It’s currently impossible to ignore the concept of Europe and our departure from it politically on 31 December 2020. The idea of most of a unified continent working in harmony was never quite completed and now, thanks to Britain’s exit, may be unravelling. Relations between different countries are complicated and have led to numerous wars, so any lessening of bonds is a retrograde step. This Brexit process, though, turned my mind to a small patch of land in western Europe called Moresnet that is unknown to most people. After all, it was only 900 acres, about the size of a large farm.
Neutral Moresnet was invented to act as a buffer and oasis in an area that had just endured the travails of the Napoleonic Wars. It was established in 1816, administered jointly by The Netherlands (later by Belgium) and Prussia. During World War I, Germany annexed it, but Moresnet was then awarded to Belgium, which incorporated it as the municipality of Kelmis; the only town. Germany had another go at claiming the territory in 1940, but it was returned to Belgium four years later.

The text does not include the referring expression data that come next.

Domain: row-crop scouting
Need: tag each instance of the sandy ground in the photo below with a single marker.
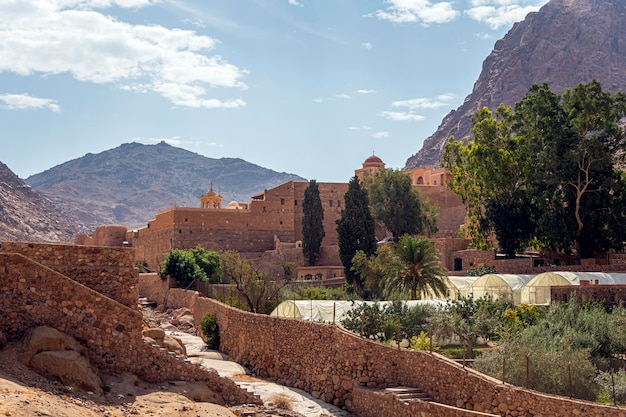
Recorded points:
(24, 393)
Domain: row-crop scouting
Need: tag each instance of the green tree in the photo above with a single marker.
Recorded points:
(547, 173)
(395, 203)
(260, 293)
(421, 269)
(208, 261)
(469, 320)
(376, 270)
(490, 174)
(312, 223)
(355, 230)
(181, 266)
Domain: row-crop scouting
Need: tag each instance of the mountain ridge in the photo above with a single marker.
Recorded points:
(129, 184)
(565, 43)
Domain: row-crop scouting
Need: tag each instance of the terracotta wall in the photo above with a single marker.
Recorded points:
(32, 294)
(330, 363)
(109, 271)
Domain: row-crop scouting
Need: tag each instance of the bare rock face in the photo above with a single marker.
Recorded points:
(58, 356)
(566, 43)
(170, 343)
(69, 367)
(28, 216)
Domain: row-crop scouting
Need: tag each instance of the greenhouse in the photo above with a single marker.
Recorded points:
(500, 285)
(537, 290)
(458, 286)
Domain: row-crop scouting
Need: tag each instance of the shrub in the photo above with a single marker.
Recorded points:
(210, 330)
(423, 342)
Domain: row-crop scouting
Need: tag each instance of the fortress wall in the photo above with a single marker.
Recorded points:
(451, 209)
(329, 363)
(107, 270)
(32, 294)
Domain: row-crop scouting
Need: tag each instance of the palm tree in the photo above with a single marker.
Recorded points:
(422, 269)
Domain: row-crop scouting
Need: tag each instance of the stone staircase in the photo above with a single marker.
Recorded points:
(407, 394)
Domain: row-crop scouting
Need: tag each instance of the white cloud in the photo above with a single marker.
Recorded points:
(401, 116)
(71, 36)
(381, 135)
(25, 102)
(425, 103)
(417, 11)
(498, 13)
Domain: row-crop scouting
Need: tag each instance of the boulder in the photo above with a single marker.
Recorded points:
(67, 366)
(155, 333)
(44, 338)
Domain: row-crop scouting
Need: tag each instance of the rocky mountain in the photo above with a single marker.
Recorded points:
(127, 185)
(565, 43)
(28, 216)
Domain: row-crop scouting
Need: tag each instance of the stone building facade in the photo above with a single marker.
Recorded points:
(275, 215)
(253, 228)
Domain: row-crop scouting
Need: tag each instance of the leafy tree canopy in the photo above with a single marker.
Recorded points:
(312, 223)
(355, 230)
(546, 172)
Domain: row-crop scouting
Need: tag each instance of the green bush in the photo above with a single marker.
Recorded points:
(210, 330)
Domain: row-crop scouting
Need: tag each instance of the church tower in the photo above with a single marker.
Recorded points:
(211, 199)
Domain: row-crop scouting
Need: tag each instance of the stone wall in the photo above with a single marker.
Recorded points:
(104, 236)
(32, 294)
(107, 270)
(330, 363)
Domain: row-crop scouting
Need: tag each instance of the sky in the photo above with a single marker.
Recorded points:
(309, 87)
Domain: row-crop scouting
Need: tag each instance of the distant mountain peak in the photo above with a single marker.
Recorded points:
(565, 43)
(129, 184)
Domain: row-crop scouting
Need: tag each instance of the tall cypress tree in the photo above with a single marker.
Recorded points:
(355, 229)
(312, 223)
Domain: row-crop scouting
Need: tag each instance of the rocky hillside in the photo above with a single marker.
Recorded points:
(566, 43)
(127, 185)
(27, 216)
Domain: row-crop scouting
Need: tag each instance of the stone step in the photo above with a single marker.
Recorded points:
(408, 393)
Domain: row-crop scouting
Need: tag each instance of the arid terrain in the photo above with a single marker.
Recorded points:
(25, 393)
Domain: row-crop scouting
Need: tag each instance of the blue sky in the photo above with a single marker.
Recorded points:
(310, 87)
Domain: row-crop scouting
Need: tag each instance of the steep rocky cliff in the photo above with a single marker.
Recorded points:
(27, 216)
(566, 43)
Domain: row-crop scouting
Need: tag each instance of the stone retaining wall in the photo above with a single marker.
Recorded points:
(372, 403)
(330, 363)
(107, 270)
(32, 294)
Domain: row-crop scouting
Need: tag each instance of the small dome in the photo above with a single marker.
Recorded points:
(373, 162)
(373, 159)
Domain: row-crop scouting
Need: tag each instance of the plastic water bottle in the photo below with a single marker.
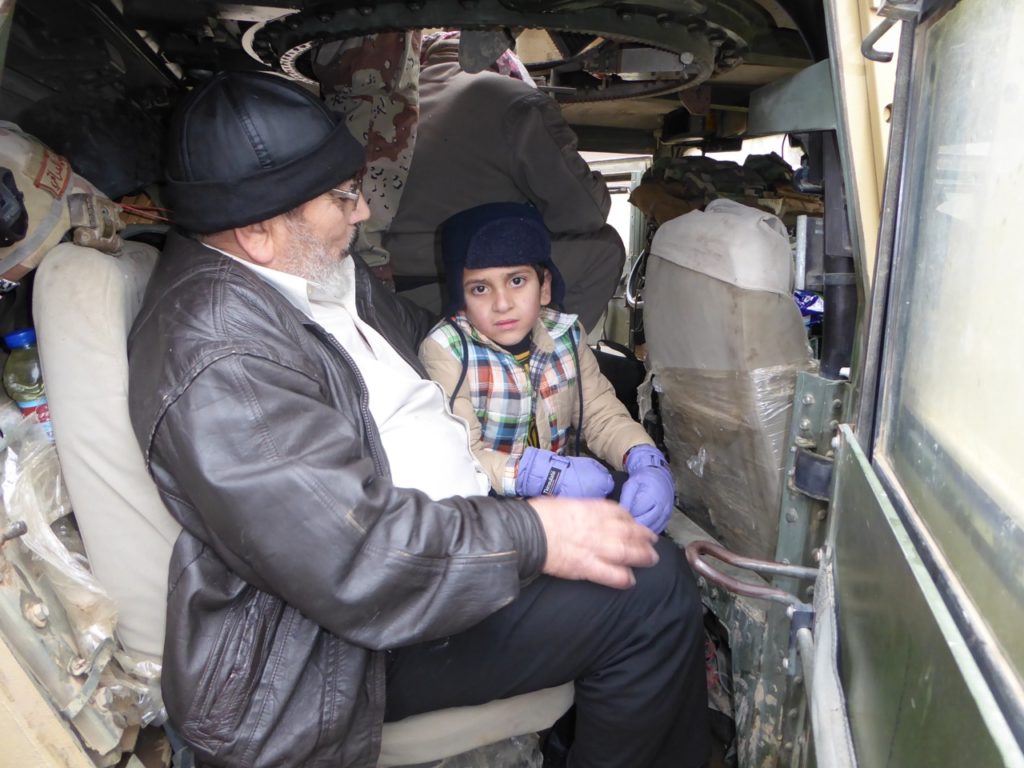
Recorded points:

Moresnet was an attractive piece of land to competing countries because of a zinc mine (boosting the population to nearly 5000 at one stage), and its joint rule by Prussia and Belgium represented some kind of compromise. From 1885, by which time the zinc had been exhausted and Moresnet had a little autonomy within the joint-rule system, there was an attempt to organise a local postal service with its own stamps, but the Belgian government rejected the idea, although some ‘unofficial’ stamps were printed. A local doctor proposed making the territory the world’s first Esperanto-speaking state, with limited success. By the end of the 19th century, Moresnet had become something of a tourist attraction (you could visit four countries in one afternoon!), so it is unsurprising that picture postcards were published, most showing local people, flags, coats of arms, the stamps of Moresnet and surrounding countries. The postcards are very attractively designed and of interest to philatelists, postcard collectors and students of heraldry. Now these are one of the few reminders the place ever existed.